Out of all the sins Vasari alleged of Sodoma, the nickname itself is the most damaging and yet probably the most interesting to take a close look at.

It is notable that Vasari’s Lives was published 19 years after Sodoma’s death, and Sodoma did not leave any progeny close to him or pupil devoted to him to defend his reputation by that time (Cust, 1906). Furthermore, unlike Michelangelo or Leonardo, Giovanni Antonio was born to a declined noble lineage and a shoemaker father. Without influential powers in the society to speak for him or elevate his success, Giovanni Antonio acheived his knighthood and artistic accomplishments on his own. After he died, his lack of well-off social connections may play into Vasari’s courage to attack him outside the realm of art. Vasari placed the defamatory line about how the painter acquired his nickname Sodoma in the beginning of Life of Sodoma, as if being a knight and a prominent master of Siena, or having painted the frescoes at Monte Oliveto suddenly lose their glamour, and that the first and foremost quality of the man is his indecent interest in young men.

Giovanni Antonio Bazzi was not documented to have any nickname before Olivetan friars called him Il Mattaccio, the Madman, around 1512. Another circumstance related to the name Sodoma was the Palio in Florence, in the year of 1515. According to Vasari, Sodoma, who was always fond of animls, owned a Barbary horse and it won the race. When asked the name of the owner, he exclaimed “Sodoma! Sodoma!” However, Cust suggests in his 1906 study of Giovanni Antonio that he was invited to participate in racing horses by his friend Jacomo V’ d’Appiano, with a group of people, and that Sodoma was one of their usual racing appellations.
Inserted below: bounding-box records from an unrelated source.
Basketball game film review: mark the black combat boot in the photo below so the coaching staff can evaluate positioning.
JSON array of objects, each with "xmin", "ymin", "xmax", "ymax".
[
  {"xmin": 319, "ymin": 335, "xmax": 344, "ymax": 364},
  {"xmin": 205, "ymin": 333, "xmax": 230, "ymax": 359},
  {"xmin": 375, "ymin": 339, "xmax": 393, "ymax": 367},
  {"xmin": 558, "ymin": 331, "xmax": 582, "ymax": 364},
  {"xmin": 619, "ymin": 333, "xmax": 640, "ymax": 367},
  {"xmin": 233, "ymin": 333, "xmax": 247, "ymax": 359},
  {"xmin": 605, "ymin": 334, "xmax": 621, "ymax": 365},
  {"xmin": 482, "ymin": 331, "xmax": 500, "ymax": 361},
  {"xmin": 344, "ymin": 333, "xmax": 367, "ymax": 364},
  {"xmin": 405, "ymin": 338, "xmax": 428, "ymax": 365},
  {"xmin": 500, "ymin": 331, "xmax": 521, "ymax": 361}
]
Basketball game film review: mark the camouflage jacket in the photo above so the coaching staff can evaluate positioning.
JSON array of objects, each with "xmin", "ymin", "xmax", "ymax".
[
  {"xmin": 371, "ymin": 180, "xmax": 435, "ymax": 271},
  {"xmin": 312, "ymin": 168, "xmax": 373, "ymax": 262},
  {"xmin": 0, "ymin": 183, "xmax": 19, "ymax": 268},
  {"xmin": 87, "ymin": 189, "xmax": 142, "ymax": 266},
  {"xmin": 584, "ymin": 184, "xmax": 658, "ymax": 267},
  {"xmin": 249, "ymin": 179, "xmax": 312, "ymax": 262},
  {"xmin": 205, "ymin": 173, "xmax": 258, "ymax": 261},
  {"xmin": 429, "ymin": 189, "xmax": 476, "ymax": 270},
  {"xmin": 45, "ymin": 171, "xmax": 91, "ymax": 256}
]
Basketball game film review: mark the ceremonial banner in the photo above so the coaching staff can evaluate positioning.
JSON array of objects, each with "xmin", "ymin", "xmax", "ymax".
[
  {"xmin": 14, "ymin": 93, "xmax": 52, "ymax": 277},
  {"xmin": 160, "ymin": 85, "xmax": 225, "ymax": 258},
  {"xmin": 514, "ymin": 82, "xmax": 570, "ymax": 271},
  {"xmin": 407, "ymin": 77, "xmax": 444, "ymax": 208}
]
Many of the Renaissance painters and sculptors had ambivalent relationships with young males. The amiable Leonardo and the godly Michelangelo, who also sought male companionship of their pupils or models, both were able to escape Vasari’s poisonous verdict. Just as Ladis claims in “Victims and Villains,” Lives is more of an artistic and literary effort to tell a story, which is compiled from stories the author had heard during his travels, distilled by the author’s own lens of judgment, than a scholar’s rigorous research in pursuit of historical verity.

Name, an important label and the most succinct identification card, deserves due respect or will be prone to misinterpretation that perpetuates generation after generation. Because of Vasari’s Modern debates around the name Sodoma is more like a tug-of-war than an actual evidence-based research, and the latter seems impossible from the scarcity of documentation available. One question to raise, however, is to what extent we should associate one person’s artistic merit with this person’s personal life and idiosyncrasies, if we should at all. Certainly, an artist is not an isolated entity, nor the artist’s works. But inference drawn upon arbitrary guesses can do more damage than justice, as demonstrated by Vasari’s prejudiced account of Sodoma. Once the past is past, nothing can resurrect it better than artworks, but artworks only solidify moments; therefore when we say, let artworks speak for the artist, what they respond is not the full, live person. It is an ongoing debate.

 

What Exactly is Vasari Criticizing Sodoma about?

A wild and eccentric individual in most Vasari readers’ eyes, Giovanni Antonio Bazzi lived a more ordinary life than people conjure. However, completely whitewashing this artist is not attempted in this book. The man is a mixture of complex characters, which Vasari and modern art historians explored alike. Some art historians chime in to voice a different perspective, that they believe that the main criticism of Vasari was on Bazzi’s intemperate conduct, that caused him to lose his wealth in his late years, and (as Vasari claimed) to have died in want.